FLIES -and the "Progressive Bee fly"

(Above-The Progressive bee fly) (Below- I have not identified yet)

(ABOVE- an unknown species of fly) (Below-The Progressive bee fly)

All these flies were hard to photograph but this one was not only the
hardest but the strangest. It does not seem to be any kind of Bee fly.
I have yet been unable to identify it. The huge eyes colored like
this I’ve never seen. I photographed this one outside my dad’s
house near San Jose, California. I did not have enough time to
take pictures when I was there– I will be back, both to visit these
flies but continue to understand the strange spiders I photographed
the first time. All are new to me except then Barn spider and the
Zygiella Atrica–I’ve dubbed those “Winter Weavers” because I’ve
found them alive and well during Christmas time in Portland
surviving freezes and moderate winters when I visited from
Hawaii each year. One of many spiders I used to smuggle into
Hawaii when I was a kid.



(ABOVE- an unknown species of fly) (Below-The Progressive bee fly)

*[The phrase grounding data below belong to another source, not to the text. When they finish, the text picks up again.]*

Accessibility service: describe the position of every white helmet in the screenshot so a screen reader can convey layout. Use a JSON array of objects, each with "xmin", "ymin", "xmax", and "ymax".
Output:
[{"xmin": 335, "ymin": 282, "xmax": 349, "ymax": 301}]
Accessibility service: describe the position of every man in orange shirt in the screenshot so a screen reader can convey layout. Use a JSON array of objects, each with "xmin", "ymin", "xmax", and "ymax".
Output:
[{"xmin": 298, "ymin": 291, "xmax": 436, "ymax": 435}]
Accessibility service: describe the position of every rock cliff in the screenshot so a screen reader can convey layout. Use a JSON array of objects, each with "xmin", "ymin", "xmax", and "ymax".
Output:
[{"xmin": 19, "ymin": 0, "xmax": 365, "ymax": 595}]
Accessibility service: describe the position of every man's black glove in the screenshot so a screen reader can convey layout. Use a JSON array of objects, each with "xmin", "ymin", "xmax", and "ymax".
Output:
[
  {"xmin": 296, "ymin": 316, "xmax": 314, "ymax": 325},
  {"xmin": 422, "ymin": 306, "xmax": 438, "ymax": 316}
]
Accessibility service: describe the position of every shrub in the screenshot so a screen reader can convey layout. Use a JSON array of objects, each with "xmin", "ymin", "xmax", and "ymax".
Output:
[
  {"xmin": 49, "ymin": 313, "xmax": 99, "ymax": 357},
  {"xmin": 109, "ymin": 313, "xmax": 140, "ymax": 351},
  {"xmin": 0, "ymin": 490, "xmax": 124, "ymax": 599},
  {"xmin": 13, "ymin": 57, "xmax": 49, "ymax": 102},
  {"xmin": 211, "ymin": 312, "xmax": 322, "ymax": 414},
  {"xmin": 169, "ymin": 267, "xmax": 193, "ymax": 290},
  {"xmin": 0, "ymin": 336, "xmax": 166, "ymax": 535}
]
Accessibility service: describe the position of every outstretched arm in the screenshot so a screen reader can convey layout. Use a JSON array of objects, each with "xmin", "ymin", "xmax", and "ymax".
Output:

Why are they called “Progressive” Bee flies? That I don’t know.
And these flies called Exoprosopa, are very difficult to photograph.
Recently I perfected a method of using some of my old 35mm
lenses with my digital that actually works. This gives me about
three feet distance to take shots like this. But when I took this
a couple of weeks ago I had not yet tried that. I used my long-
macro lens and this difficult to photograph fly was finally brought
into focus. I had to be five or six inches away in order to get it
or they would fly off. These flies look like flying bears. I’m
surprised they are not called “woolly flies” or something. This
family has a wide range of different looking flies however and
“Progressive bee fly” might have just been a name given to the
them for any number of reasons. It could be one of those moments
I’m just missing something really big about these flies that very
obvious. I photographed these near the salt flats on the California
Nevada border.

When my dad and I go camping and hiking--we go where nobody
goes. Miles and miles from any stores, rangers, or
other campers. We can't stand RV's, pay camp sites--and if the
place has signs its pretty much overused. We go camping to get
away from all that crap! At the best sites are remote enough you
don't see city lights on the horizon at night even over the curve
of the Earth. In such a place I took these shots just a few dozen
feet from our self-made fire pit. My GPS put us at allmost 8000ft
looking over the salt flats into Nevada.